Moreover, other CAR-T therapies have commonly resulted in cytokine release syndrome and immune effector cell–associated neurotoxicity syndrome.^7,8 These complications arise due to the robust immune activation that CAR T cells induce, especially in heavily pretreated patients with AML, who have compromised immune systems. Silva et al report increased persistence and cytotoxic potential of their dual-targeted CAR T cells, including elevated transcriptional signatures associated with T-cell proliferation (eg, JAK2 and MYC). Although this enhanced persistence may translate to more durable remissions, it also increases the risk of immune overactivation, which could exacerbate cytokine release syndrome or immune effector cell–associated neurotoxicity syndrome. Thus, early-phase clinical trials will need to focus on optimizing dosing and closely monitoring for these immune toxicities. Despite these promising results, several additional challenges must be addressed before this approach can be widely adopted in the clinic. The complexity of manufacturing dual-targeted CAR T cells that also secrete bispecific antibodies presents significant logistical hurdles. Ensuring the consistency, quality, and scalability of this therapy for broader clinical use is nontrivial and will require substantial refinement of current CAR T–cell production processes. Moreover, further studies will be necessary to determine whether the enhanced persistence of these dual-targeted CAR T cells translates into long-term tumor control without inducing severe toxicities, such as autoimmunity or graft-versus-host disease.

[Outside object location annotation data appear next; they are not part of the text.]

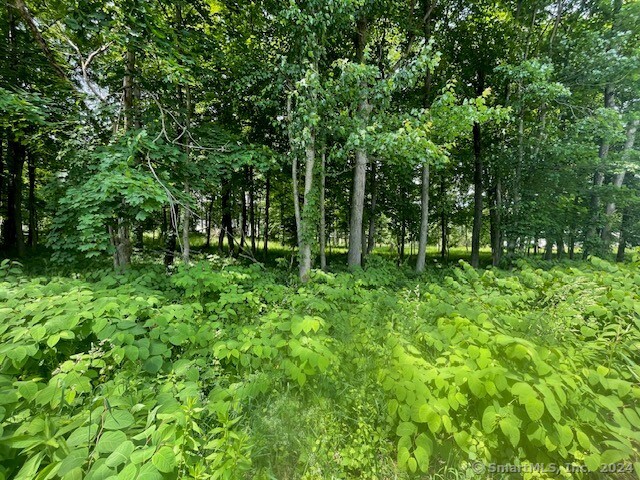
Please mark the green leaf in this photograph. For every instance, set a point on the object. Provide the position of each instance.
(30, 467)
(110, 441)
(406, 429)
(412, 465)
(164, 459)
(75, 459)
(130, 472)
(117, 419)
(489, 419)
(153, 364)
(592, 462)
(511, 430)
(120, 455)
(403, 456)
(534, 408)
(422, 457)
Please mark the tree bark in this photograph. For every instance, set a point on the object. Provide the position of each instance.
(477, 181)
(252, 211)
(371, 242)
(618, 180)
(443, 219)
(591, 239)
(31, 202)
(307, 214)
(496, 227)
(622, 241)
(243, 214)
(13, 235)
(186, 221)
(424, 219)
(354, 255)
(227, 222)
(171, 235)
(323, 228)
(267, 200)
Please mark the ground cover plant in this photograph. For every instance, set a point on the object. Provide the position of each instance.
(223, 370)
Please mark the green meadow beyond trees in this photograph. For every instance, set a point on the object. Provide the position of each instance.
(319, 239)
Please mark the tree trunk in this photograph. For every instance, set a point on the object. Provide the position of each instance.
(624, 227)
(354, 256)
(496, 227)
(560, 242)
(618, 180)
(572, 245)
(443, 219)
(171, 238)
(371, 242)
(243, 214)
(13, 235)
(424, 219)
(208, 223)
(31, 202)
(252, 211)
(307, 222)
(548, 249)
(267, 200)
(1, 169)
(591, 240)
(227, 222)
(477, 182)
(477, 198)
(186, 221)
(323, 228)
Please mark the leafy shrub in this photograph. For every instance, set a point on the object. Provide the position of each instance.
(226, 371)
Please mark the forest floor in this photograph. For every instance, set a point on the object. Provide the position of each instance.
(228, 369)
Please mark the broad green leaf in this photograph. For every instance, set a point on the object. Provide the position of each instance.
(164, 459)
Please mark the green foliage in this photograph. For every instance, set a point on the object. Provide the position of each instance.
(223, 371)
(122, 187)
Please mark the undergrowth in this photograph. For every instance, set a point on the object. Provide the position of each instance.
(227, 371)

Another key concern is the potential for AML cells to develop resistance to dual-targeting CAR-T therapy. Although the simultaneous targeting of CD70 and CD33 reduces the likelihood of antigen escape, there remains the possibility that AML cells could downregulate both antigens and/or develop alternative escape mechanisms.³ To prevent or delay relapse, combination therapies should be explored. For example, combining this CAR-T approach with hypomethylating agents could help sustain antigen expression, whereas immune checkpoint inhibitors could be used to prevent T-cell exhaustion and prolong the efficacy of the therapy.

Silva et al’s dual-targeting CAR-T strategy has the potential to become a significant advancement in the treatment of AML, addressing the challenge of antigen escape and heterogeneity. By leveraging the cytotoxic potential of both CAR T cells and bystander T cells through the bispecific TEAM molecule, this approach has the potential to improve outcomes for patients with relapsed and refractory AML.

Conflict-of-interest disclosure: N.E.K. declares no competing financial interests.